Police and military officers fanned out along a key highway into Lima Sunday to prevent it from being overrun by anti-government strikers protesting in support of their employer, US mining firm Doe Run.
Interior Minister Octavio Salazar said 2,000 police officers and 500 troops will stand guard over a 10-kilometer (six-mile) stretch of Highway 20 linking Lima and La Oroya, 185 kilometers (115 miles) to the east, where Doe Run's mining facilities are located.
"We won't let them block the highway," Prime Minister Javier Velazquez told a press conference.
"We've ordered police and soldiers on the move to ensure the free flow of traffic" leading to the idled American firm.
Doe Run was shut down several months ago for failing to comply with new federal environmental rules.
Workers at the factory are planning to go on indefinite strike Monday to compel the government to push back a July 15 deadline it has imposed on Doe Run to comply with new environmental regulations.
The government has said that the company, whose smelting operations were suspended several months ago, must prove that it is in compliance with environmental laws before it will be allowed to reopen.

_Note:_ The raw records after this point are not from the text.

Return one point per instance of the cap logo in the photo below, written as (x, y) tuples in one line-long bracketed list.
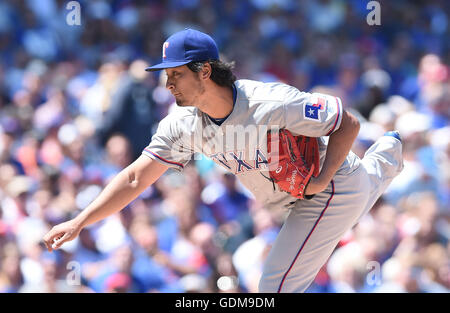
[(165, 46)]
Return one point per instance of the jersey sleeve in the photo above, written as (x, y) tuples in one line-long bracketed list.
[(312, 114), (170, 145)]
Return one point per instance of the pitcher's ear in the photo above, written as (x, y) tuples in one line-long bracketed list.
[(206, 70)]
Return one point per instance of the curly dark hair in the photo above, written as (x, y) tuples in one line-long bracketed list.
[(221, 73)]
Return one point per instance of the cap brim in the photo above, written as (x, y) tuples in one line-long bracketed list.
[(165, 65)]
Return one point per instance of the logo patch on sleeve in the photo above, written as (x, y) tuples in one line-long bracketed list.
[(314, 106)]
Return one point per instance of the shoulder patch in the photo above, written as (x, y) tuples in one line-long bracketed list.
[(314, 105)]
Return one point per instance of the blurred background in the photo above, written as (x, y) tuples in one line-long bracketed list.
[(76, 106)]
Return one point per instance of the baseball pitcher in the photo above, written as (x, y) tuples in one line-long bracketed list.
[(291, 149)]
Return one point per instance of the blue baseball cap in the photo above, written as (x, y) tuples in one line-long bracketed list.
[(186, 46)]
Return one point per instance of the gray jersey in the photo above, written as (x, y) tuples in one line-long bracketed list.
[(240, 144), (313, 227)]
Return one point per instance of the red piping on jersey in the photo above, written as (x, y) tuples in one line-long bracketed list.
[(307, 238), (337, 118), (162, 159)]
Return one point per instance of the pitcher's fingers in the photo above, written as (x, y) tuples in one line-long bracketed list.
[(59, 241), (48, 239)]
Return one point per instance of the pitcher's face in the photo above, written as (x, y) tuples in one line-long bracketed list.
[(185, 85)]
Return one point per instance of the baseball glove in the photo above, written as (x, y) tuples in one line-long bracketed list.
[(295, 163)]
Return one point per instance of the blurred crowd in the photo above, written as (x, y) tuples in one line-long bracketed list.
[(76, 107)]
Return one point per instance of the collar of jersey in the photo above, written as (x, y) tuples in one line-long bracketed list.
[(222, 120)]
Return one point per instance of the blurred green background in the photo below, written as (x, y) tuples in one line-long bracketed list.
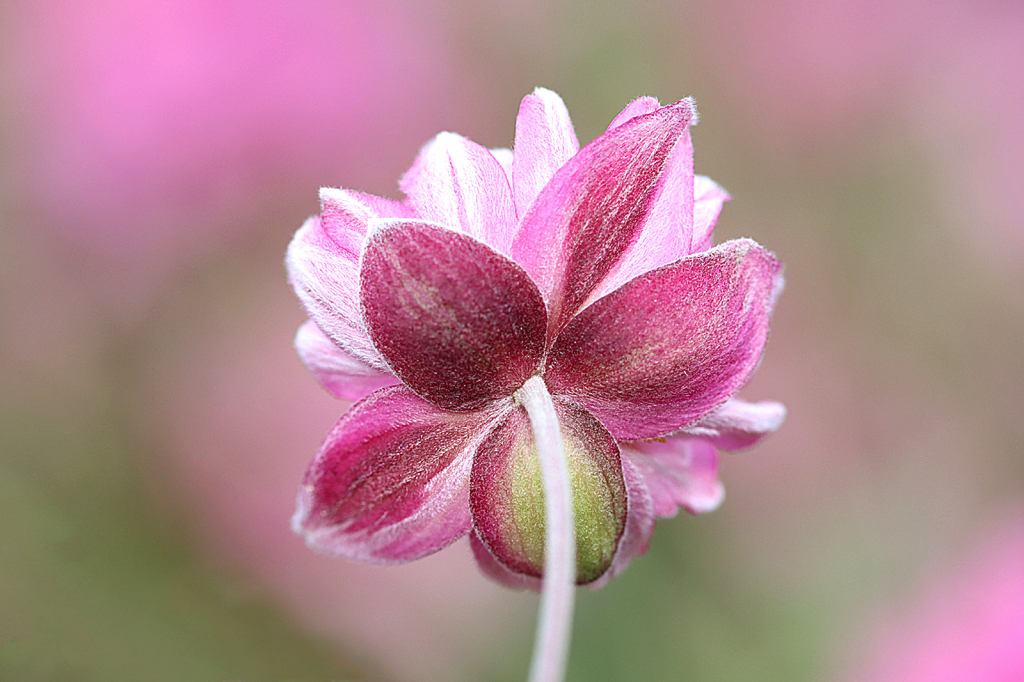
[(155, 423)]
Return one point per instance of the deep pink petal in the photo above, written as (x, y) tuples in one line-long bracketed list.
[(544, 141), (670, 346), (458, 323), (391, 481), (594, 209), (738, 424), (708, 200), (341, 374), (679, 472), (639, 523), (460, 184), (507, 493), (638, 107)]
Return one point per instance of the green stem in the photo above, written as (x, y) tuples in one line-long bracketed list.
[(558, 587)]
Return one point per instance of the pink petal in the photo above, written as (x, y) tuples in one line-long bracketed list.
[(323, 266), (391, 480), (459, 323), (504, 157), (595, 207), (507, 493), (667, 230), (341, 374), (639, 523), (708, 200), (672, 345), (544, 141), (738, 424), (679, 472), (325, 273), (460, 184), (638, 107)]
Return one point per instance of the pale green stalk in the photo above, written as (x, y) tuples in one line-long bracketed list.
[(554, 627)]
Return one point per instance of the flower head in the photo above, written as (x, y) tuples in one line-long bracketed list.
[(589, 273)]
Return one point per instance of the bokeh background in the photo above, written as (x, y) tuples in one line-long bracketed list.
[(155, 160)]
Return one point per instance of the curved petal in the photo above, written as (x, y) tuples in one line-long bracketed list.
[(507, 493), (324, 270), (708, 200), (670, 346), (323, 266), (460, 184), (544, 141), (459, 323), (679, 472), (594, 209), (638, 107), (738, 424), (342, 375), (391, 480), (639, 524), (504, 157)]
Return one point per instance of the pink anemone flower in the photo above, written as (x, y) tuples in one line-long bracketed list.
[(548, 299)]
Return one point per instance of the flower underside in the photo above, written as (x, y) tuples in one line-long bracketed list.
[(592, 269)]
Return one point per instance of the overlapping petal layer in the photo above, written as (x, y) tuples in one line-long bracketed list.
[(593, 268), (341, 374), (391, 481), (544, 141), (671, 345), (738, 424), (678, 472), (458, 323), (460, 184), (323, 265), (507, 493), (593, 210)]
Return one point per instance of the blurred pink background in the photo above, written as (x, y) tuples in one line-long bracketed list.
[(158, 157)]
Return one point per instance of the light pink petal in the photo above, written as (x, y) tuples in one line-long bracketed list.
[(670, 346), (679, 472), (594, 209), (341, 209), (460, 184), (544, 141), (507, 493), (459, 323), (639, 523), (341, 374), (504, 157), (667, 231), (324, 270), (391, 480), (708, 200), (738, 424), (638, 107), (323, 266)]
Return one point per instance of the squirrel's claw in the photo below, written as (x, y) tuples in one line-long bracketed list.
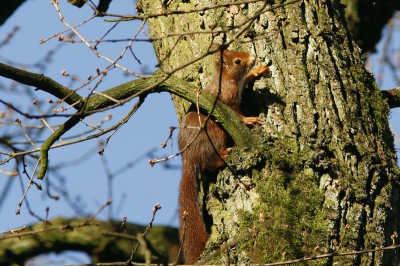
[(261, 71)]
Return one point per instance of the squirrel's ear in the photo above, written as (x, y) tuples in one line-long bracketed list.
[(217, 56)]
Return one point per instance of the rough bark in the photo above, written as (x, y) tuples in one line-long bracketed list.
[(88, 238), (328, 181)]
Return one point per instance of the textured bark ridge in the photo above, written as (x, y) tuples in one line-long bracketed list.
[(328, 179)]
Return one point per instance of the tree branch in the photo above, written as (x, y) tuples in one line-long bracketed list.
[(72, 234), (41, 82), (159, 82)]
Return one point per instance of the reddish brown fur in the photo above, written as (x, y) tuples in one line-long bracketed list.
[(200, 153)]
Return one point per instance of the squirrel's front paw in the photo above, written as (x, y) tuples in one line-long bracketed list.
[(252, 121)]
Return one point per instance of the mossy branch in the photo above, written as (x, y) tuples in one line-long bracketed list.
[(118, 95), (62, 234), (41, 82)]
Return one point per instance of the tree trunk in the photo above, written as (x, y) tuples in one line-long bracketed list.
[(327, 179)]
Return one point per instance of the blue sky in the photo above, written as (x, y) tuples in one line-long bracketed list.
[(136, 190)]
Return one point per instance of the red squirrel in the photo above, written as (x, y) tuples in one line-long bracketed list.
[(200, 154)]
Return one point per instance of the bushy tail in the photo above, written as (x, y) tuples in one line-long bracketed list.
[(192, 230)]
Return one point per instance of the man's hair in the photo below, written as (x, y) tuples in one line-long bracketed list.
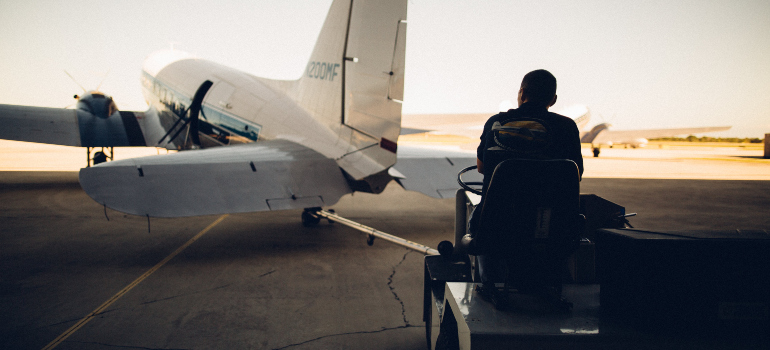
[(539, 87)]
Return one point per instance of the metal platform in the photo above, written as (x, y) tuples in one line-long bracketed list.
[(457, 317)]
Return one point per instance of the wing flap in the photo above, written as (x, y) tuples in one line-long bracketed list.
[(269, 175), (57, 126), (433, 171)]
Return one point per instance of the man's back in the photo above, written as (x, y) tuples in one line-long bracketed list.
[(529, 132)]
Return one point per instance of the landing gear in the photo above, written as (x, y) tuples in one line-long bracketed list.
[(99, 156), (309, 219)]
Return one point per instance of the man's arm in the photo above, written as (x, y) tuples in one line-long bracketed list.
[(577, 155)]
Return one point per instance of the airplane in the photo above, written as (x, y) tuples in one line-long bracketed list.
[(471, 125), (254, 144)]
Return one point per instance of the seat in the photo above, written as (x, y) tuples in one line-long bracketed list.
[(530, 220)]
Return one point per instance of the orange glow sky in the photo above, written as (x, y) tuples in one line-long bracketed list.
[(642, 64)]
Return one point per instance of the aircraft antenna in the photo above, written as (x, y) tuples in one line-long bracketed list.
[(103, 79), (76, 82)]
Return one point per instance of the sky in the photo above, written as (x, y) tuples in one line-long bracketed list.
[(636, 65)]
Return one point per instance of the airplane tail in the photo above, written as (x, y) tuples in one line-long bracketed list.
[(355, 80)]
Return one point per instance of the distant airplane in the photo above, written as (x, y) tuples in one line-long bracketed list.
[(471, 125), (250, 143)]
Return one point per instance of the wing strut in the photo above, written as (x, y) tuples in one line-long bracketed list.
[(195, 108)]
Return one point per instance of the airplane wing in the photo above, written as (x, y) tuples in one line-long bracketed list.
[(70, 127), (266, 175), (38, 124), (619, 136), (433, 170)]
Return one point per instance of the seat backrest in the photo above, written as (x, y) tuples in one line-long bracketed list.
[(530, 201)]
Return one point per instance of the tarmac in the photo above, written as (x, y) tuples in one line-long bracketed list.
[(263, 281)]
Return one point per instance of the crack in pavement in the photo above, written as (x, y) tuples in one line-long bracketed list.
[(393, 290), (185, 294), (77, 319), (120, 346), (346, 333), (267, 273)]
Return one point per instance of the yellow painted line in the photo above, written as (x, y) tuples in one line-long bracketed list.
[(125, 290)]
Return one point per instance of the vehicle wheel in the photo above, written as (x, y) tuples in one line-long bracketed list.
[(99, 157), (309, 220)]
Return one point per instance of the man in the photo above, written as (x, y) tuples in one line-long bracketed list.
[(529, 132)]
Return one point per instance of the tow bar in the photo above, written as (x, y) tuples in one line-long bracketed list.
[(372, 233)]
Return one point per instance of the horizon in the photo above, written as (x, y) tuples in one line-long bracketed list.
[(638, 66)]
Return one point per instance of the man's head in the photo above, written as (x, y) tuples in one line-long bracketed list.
[(539, 88)]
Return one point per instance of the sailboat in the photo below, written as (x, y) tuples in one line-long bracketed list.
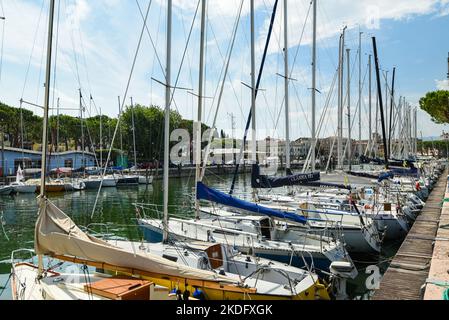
[(58, 237), (20, 186)]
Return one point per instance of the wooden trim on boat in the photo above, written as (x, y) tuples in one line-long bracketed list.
[(217, 285)]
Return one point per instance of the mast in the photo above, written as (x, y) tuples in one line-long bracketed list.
[(253, 87), (82, 132), (370, 104), (45, 120), (134, 133), (340, 100), (167, 119), (101, 140), (120, 128), (360, 94), (286, 82), (379, 92), (391, 111), (259, 78), (314, 87), (348, 52), (22, 134), (57, 127), (386, 111), (200, 106), (415, 151)]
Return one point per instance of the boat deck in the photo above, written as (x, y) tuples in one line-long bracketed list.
[(409, 269)]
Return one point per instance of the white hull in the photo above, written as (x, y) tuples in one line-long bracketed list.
[(4, 191), (24, 188), (145, 180)]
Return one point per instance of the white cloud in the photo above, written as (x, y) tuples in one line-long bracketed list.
[(442, 84)]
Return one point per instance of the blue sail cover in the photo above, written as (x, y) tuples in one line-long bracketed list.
[(411, 172), (208, 194), (265, 182)]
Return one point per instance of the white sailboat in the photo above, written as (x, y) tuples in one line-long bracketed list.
[(20, 186)]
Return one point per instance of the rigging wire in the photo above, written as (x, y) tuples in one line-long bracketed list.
[(123, 102), (33, 47)]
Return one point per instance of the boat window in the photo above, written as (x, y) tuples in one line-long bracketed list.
[(265, 228), (171, 258)]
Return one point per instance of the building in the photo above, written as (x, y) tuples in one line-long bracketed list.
[(445, 136), (11, 158)]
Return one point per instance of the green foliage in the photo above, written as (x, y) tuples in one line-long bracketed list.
[(65, 130), (436, 104), (427, 147)]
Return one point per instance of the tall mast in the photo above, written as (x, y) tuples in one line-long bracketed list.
[(386, 112), (286, 82), (120, 128), (57, 127), (134, 133), (46, 112), (360, 94), (82, 132), (391, 111), (415, 151), (101, 140), (379, 92), (259, 78), (200, 105), (348, 58), (314, 87), (167, 119), (370, 129), (253, 87), (340, 100)]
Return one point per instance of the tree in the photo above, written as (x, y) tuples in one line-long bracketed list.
[(436, 104)]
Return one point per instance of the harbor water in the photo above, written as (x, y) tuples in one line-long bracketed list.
[(116, 210)]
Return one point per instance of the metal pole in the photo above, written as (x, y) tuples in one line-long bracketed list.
[(348, 56), (391, 111), (134, 133), (200, 106), (386, 112), (314, 87), (379, 92), (3, 156), (340, 101), (370, 106), (45, 120), (340, 108), (82, 132), (167, 120), (360, 94), (286, 83), (101, 140), (120, 129), (253, 86)]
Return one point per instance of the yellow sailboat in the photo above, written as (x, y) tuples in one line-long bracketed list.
[(58, 237)]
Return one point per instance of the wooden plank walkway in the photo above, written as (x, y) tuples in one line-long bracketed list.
[(409, 269)]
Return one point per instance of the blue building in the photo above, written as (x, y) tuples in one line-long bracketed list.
[(28, 159)]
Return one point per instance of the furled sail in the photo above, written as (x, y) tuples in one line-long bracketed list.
[(265, 182), (206, 193), (57, 235)]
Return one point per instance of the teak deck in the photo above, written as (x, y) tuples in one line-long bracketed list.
[(409, 269)]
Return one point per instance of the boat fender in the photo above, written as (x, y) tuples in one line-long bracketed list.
[(198, 294), (186, 295)]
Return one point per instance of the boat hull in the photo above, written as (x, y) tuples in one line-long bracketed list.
[(5, 191), (154, 234), (145, 180), (127, 181), (24, 188)]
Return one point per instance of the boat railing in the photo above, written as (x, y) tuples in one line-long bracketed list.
[(155, 211), (14, 260)]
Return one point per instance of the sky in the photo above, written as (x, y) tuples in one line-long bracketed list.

Velazquez said the strike by Doe Run workers is intended to "pressure the government to accept the company's conditions for resuming operations."
He accused Doe Run of resorting to "blackmail" by inciting its workers to side with the company's demand for a deadline extension so it can adapt the facility to stricter, anti-pollution regulations.
Velazquez said the government would hold Doe Run responsible "for all acts of violence that may occur" during the strike, and accused the local miners' union of supporting the US company's stance against the government.
Doe Run was privatized and sold to Doe Run in 1997 with the hope it could be converted into a clean-running facility. The smelter has provided jobs for a century to La Oroya residents — now numbering 30,000 — but has also made it one of the most polluted cities in Peru.
Doe Run also owes more than 200 million dollars in debts and back taxes and is asking for a 20 year repayment moratorium, which the government says is unacceptable.